The thread is interesting because various opinions and claims were made. Several people pointed out that removing the dedicated computer “greatly simplifies the AV setup” and that there are “significant cost savings.” However, the thread did not seem to fully consider the support time that may be needed when desktops are removed. It also did not consider the importance of user experience.

A quick run of the numbers can answer how much of a cost savings this will be for any school. The cost of a computer, multiplied by the number of computers, divided by what each school thinks is the life of a desktop computer. I will use my school as an example. We have about 120 dedicated computers in classrooms and meeting rooms. These computers cost approximately $1,100 a piece. We believe that the lifespan of a desktop PC is 5 years. Eliminating all of these computers would save my institution about $26,400 per year. While I agree that any saving we can achieve needs to be considered, this is not a significant sum of money. I will also give the caveat that we do not have both platform computers in our spaces, only Windows computers. Schools that have both could roughly double the annual savings.

The second argument of simplifying the AV setup has a number of flaws as well. If a design replaces the dedicated computer, there needs to be a way to get a laptop computer into the system. Along with the standard wired connection — many places would also consider a wireless system — therefore negating the “simplification” argument. Additionally, many schools placed cameras, microphones and other forms of video conferencing into these spaces over the past few years. In order to make all that equipment work with any device that is brought into the room additional technology will need to be installed and supported.

Speaking of support, I noted that in the thread most of the people responding were senior leaders in their organization, not the actual people supporting the spaces. I would be very interested in seeing the data on support call changes from before the removal, and after the computers. My experience tells me that people bring a wide variety of computers with them to campus. Having the correct adapters for those is fairly easy, making sure they know how to use the computer when connected to an AV system is different. Additionally, I believe that support calls would increase in terms of having to bring a laptop to a room for guest speakers who may not bring one, or who are unable to get on the campus network. The time and effort of this support needs to be considered in terms of opportunity cost. What are those technicians not doing, when they are delivering and setting up temporary computers.

Finally, the user experience needs to be considered when making decisions like this. I have always been an advocate for data, and this is a situation when data would be critical to making this decision. If you have programmed your systems properly you should be able to determine the number of times someone uses the dedicated computer versus a laptop computer. There is an argument to be made that the better user experience is to use your own machine. If I give a presentation somewhere, I always use my own computer. I know how it works, I know where things are, and it makes me feel more comfortable. But – that is MY preference, and does not mean everyone shares the same preference. If the data shows that people are not bringing their own laptops to these spaces, one needs to ask why, before they determine it is appropriate to remove the dedicated computers.
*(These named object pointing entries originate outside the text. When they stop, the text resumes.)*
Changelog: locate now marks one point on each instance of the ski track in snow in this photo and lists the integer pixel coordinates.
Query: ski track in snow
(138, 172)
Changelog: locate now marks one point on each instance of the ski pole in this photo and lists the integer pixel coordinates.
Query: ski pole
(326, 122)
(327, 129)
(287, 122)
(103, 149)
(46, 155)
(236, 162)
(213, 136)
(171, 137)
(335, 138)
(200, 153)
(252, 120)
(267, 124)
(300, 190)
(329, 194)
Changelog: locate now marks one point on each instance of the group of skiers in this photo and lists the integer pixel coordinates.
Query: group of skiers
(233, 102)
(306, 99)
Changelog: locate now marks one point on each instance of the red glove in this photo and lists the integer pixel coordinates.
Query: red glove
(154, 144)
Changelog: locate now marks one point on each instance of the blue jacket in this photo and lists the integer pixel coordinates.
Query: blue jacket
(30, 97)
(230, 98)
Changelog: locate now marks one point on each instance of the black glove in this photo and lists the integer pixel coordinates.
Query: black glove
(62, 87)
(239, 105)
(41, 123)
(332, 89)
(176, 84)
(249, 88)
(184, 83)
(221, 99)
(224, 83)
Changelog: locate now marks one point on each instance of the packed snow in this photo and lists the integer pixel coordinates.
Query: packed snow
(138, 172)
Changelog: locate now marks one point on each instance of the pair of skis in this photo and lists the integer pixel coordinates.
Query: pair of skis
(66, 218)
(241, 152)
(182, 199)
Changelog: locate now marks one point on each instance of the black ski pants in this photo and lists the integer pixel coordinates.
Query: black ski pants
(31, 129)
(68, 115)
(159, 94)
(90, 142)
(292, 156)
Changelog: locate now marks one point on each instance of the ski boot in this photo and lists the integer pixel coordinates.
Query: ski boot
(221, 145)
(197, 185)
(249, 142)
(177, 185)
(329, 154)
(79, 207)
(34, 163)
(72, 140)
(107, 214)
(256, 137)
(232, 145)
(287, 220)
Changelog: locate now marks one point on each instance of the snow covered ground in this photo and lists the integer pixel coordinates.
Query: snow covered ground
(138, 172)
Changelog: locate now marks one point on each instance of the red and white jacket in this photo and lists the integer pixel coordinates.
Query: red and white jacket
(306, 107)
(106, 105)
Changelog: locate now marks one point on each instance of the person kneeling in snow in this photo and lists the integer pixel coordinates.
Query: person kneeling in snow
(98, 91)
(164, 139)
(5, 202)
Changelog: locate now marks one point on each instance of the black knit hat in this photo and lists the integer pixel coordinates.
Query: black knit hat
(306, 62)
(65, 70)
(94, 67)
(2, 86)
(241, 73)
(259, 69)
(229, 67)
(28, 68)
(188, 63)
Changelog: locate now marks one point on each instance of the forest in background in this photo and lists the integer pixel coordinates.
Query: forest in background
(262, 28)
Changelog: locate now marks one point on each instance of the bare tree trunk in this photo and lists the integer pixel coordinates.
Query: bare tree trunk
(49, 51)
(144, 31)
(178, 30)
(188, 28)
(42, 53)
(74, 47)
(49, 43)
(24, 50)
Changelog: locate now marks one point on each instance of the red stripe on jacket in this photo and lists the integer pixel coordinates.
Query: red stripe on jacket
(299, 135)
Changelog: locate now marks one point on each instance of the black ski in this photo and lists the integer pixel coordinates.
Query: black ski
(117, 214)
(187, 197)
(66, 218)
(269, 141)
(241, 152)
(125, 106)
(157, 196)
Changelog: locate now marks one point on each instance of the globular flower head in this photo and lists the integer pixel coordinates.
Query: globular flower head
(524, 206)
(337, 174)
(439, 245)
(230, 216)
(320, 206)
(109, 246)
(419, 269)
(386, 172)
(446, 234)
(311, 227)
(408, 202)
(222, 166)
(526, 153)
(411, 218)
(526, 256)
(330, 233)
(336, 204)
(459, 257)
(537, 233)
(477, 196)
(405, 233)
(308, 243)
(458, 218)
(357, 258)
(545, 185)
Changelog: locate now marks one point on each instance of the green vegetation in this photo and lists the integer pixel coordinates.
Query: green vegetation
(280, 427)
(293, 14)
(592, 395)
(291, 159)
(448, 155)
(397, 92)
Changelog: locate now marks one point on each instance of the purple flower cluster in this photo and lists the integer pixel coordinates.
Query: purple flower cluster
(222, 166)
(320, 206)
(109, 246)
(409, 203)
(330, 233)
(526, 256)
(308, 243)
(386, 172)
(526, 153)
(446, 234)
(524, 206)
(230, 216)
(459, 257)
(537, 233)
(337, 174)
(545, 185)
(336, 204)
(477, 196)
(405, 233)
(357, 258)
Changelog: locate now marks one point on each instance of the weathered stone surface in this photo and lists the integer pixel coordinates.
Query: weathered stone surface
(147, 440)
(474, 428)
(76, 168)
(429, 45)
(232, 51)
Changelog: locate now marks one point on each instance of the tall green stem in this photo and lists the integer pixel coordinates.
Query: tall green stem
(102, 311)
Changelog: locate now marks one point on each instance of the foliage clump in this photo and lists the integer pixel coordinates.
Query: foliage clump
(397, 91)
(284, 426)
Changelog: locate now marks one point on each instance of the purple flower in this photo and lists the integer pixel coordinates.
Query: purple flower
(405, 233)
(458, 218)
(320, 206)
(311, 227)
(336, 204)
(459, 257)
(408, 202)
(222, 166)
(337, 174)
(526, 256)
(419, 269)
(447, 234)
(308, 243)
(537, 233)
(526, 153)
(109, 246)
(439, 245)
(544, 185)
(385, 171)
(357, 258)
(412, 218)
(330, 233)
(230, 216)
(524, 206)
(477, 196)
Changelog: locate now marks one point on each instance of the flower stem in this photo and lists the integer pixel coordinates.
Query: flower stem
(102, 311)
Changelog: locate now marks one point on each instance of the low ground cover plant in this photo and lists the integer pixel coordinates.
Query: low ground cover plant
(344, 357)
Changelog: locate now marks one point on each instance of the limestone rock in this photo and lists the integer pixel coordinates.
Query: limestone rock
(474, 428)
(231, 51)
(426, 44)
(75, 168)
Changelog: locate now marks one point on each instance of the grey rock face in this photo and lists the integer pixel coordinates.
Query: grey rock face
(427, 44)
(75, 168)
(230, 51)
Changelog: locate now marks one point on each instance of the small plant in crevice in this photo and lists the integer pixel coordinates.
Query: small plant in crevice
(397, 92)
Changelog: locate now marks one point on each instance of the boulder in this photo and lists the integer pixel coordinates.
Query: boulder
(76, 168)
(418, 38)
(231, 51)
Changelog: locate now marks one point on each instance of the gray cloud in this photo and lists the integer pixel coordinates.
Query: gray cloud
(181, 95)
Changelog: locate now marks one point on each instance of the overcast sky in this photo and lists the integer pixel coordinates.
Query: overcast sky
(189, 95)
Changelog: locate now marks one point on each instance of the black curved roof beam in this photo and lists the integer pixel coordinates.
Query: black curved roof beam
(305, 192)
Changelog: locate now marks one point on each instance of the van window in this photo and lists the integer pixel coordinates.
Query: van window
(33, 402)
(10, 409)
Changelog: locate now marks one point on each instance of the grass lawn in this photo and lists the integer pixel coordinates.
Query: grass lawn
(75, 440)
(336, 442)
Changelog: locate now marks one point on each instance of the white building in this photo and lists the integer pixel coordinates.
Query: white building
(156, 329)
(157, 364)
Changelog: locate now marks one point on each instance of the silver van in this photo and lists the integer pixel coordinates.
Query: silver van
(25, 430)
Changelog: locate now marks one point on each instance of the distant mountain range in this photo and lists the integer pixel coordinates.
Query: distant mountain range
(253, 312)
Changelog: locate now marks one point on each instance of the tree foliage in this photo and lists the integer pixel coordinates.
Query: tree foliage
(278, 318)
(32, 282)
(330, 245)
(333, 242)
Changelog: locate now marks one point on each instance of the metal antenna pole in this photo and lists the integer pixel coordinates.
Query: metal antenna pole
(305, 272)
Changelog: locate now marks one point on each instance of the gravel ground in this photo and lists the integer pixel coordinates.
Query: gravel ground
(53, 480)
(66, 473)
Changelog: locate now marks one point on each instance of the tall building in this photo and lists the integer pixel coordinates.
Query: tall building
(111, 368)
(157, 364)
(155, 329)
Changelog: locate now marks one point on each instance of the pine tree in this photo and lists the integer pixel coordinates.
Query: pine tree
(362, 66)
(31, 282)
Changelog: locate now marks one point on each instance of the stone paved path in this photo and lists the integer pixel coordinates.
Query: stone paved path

It is important to recognize that not every institution has the same culture and expectations, just as not every institution has the same budget. What works for one place, may not work for the next. What one place can afford, another can not. In my view, a dedicated computer provides a number of benefits that make the annual cost worthwhile. Other institutions may view it as a luxury and choose to put that money towards adding technology to spaces that are without. The only way to make these decisions is by understanding the institution, and analyzing the data.